Understand the critical role of outliers

The aim of the following experiment is to show the possible drawbacks of the gaussian assumption when dealing with noisy randomly generated data.

First of all we generate a synthetic time serie that is stationary and follows a gaussian distribution. Then we add a single outlier and we run the SAX transformation. We test the same example for different values of the outlier.

In [37]:
ts = np.random.randn(10000).reshape(1,-1)
ts_sax = sax_transform(ts, 1000, 30,use_gaussian_assumption = True)
plt.plot(range(len(ts_sax[0,:])), ts_sax[0,:], 'b')
Out[37]:
[<matplotlib.lines.Line2D at 0x7fb13befb950>]
In [38]:
ts[0,500] = 10
ts_sax = sax_transform(ts, 1000, 30,use_gaussian_assumption = True)
plt.plot(range(len(ts_sax[0,:])), ts_sax[0,:], 'b')
Out[38]:
[<matplotlib.lines.Line2D at 0x7fb13e98c050>]
In [39]:
ts[0,500] = 100
ts_sax = sax_transform(ts, 1000, 30,use_gaussian_assumption = True)
plt.plot(range(len(ts_sax[0,:])), ts_sax[0,:], 'b')
Out[39]:
[<matplotlib.lines.Line2D at 0x7fb13c2a4590>]
In [40]:
ts[0,500] = 1000
ts_sax = sax_transform(ts, 1000, 30,use_gaussian_assumption = True)
plt.plot(range(len(ts_sax[0,:])), ts_sax[0,:], 'b')
Out[40]:
[<matplotlib.lines.Line2D at 0x7fb13c229d90>]
In [41]:
ts[0,500] = 100000
ts_sax = sax_transform(ts, 1000, 30,use_gaussian_assumption = True)
plt.plot(range(len(ts_sax[0,:])), ts_sax[0,:], 'b')
Out[41]:
[<matplotlib.lines.Line2D at 0x7fb13c28ec50>]

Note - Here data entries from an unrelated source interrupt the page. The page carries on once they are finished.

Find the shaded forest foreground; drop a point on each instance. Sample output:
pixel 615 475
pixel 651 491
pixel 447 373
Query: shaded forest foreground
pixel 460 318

These plots show us how much ealing with outliers is important even on non complex data. Why ? Because first we z-normalize each signal so, with one or several outliers, it will crush signal's information and flatten the signal. On top of that, on complex data we showed that gaussian's percentiles tend to significantly flatten information. So that's why with a single big outlier, we may have a unique ray.

To sum up

We tried in this tutorial to show you what's behind SAX algorithm, its limits and its strength. We can note that Gaussian assumption could be useful and quiet accurate if you have clean and already processed data and if you're really short in term of computation ressources. If you want to use it on raw data and you don't want to struggle with outliers processing, using real percentiles would be the best solution for you (but it needs more calculation times). In bot case, SAX is a really powerful and simple tip to discretize even noisy raw complex data in a relative short amount of time.